Mas não são só os números que preocupam Garibaldi. O
desvio de R$ 9,3 milhões do Programa do Leite, um escândalo
que marcou seu segundo governo (1999 a 2003), volta
às manchetes dos jornais locais depois que a Justiça
bloqueou os bens de ex-secretários e colaboradores envolvidos
na maracutaia.
O poderoso relator da CPI dos Bingos
vive, no auge da campanha, o triste dilema de passar
de pedra à vidraça. Ele garante que nada tem a ver com
as irregularidades apuradas por uma CPI e pelo Ministério
Público que não figura na ação que corre na 5ª Vara
Criminal, em Natal, contra seus ex-secretários e tampouco
figura na ação civil pública que também corre na Justiça
potiguar.
De fato. Por ter foro criminal privilegiado
é que o relatório final dos promotores estaduais seguiu
para a Procuradoria Geral da República. O documento
registra, com autorização judicial, conversas telefônicas
que colocaram na berlinda Garibaldi e o seu irmão Paulo
Roberto Alves, conselheiro do Tribunal de Contas do
Estado (TCE). Em um dos diálogos interceptados, o senador
diz ao ex-secretário da Ação Social, Tertuliano Pinheiro,
que os "promotores precisam de uma lição".
Foram interceptadas ainda inúmeras
ligações de Paulo Roberto para José Mariano, presidente
da cooperativa que distribuía o leite.
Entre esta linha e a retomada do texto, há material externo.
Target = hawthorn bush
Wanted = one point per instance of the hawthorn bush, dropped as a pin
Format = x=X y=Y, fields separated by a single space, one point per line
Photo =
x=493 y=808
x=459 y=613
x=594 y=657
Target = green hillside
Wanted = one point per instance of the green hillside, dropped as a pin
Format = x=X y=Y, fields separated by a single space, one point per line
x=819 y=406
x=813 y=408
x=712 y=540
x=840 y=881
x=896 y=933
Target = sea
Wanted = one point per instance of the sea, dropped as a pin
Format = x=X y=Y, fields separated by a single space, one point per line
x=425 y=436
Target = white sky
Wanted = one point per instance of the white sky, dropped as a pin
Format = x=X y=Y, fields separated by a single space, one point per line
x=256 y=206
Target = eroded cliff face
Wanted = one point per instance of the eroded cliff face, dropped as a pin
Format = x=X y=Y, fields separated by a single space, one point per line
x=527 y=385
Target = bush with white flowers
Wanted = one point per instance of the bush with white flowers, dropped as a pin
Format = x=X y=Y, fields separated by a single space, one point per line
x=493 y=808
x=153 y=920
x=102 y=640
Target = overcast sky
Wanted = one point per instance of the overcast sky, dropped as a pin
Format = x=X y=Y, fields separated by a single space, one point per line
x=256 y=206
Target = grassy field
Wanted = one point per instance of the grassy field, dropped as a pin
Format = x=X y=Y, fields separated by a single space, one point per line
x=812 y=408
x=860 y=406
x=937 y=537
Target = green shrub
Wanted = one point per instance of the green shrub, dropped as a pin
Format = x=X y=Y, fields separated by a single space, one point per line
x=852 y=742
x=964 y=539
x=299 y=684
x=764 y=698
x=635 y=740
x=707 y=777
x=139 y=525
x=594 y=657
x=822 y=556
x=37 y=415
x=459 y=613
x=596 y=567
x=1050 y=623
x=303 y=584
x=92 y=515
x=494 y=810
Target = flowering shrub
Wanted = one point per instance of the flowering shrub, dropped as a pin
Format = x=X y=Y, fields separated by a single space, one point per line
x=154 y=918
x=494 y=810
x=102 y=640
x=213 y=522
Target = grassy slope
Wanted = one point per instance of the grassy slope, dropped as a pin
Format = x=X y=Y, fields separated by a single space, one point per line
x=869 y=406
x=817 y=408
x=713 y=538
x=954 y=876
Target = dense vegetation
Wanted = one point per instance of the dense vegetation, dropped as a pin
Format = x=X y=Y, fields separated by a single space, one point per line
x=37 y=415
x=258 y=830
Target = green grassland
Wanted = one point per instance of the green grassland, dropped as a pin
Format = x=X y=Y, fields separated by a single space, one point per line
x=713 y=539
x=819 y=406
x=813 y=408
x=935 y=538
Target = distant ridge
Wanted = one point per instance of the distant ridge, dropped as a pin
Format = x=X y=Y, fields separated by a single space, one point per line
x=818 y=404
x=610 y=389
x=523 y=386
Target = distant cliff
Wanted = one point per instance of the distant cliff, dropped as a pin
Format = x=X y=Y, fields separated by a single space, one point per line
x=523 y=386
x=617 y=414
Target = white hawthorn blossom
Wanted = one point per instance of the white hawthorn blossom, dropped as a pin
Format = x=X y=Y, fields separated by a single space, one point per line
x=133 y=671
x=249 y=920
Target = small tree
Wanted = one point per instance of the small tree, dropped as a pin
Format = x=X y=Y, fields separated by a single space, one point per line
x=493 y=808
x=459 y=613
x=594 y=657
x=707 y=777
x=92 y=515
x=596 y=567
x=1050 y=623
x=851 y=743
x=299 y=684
Em uma delas,
Mariano advertiu: "Todos estão comprometidos, eu
não vou só." Os promotores Rinaldo Reis, Afonso
de Ligório, Giovanni Diógenes e Jean Polaeck, no relatório
final da "escuta do leite", lançaram dúvidas
quanto ao comportamento de Garibaldi e do irmão conselheiro:
"É realmente intrigante constatar, pelas gravações
telefônicas, a quantidade de reuniões que o senador
e o conselheiro participam com os denunciados, em especial
José Mariano Neto, para tratar da contratação de advogado
e de estratégia de defesa."
E são mais duros ao atestarem: "As
interceptações telefônicas revelaram um inusitado interesse
por parte das pessoas do senador Garibaldi Alves Filho
e do conselheiro Paulo Roberto no acompanhamento da
defesa dos denunciados, em especial de José Mariano.
Não custa lembrar que este foi denunciado como beneficiário
do desvio de mais de R$ 9 milhões do dinheiro público
na época em que o senador e o conselheiro, na qualidade
de servidores públicos, ao invés de perseguirem o desvendamento
do caso e a devolução dos recursos aos cofres públicos,
na realidade demonstrem imenso interesse em bem aparelhar
a defesa de um dos denunciados (José Mariano) chegando
a ponto de se dispor a custear uma parcela dos honorários
advocatícios cobrados pelo advogado do réu". O
relatório está nas mãos do Ministério Público Federal,
em Brasília, desde 2004. Enquanto isso, o senador continua
sua campanha sob a sombra do escândalo do leite."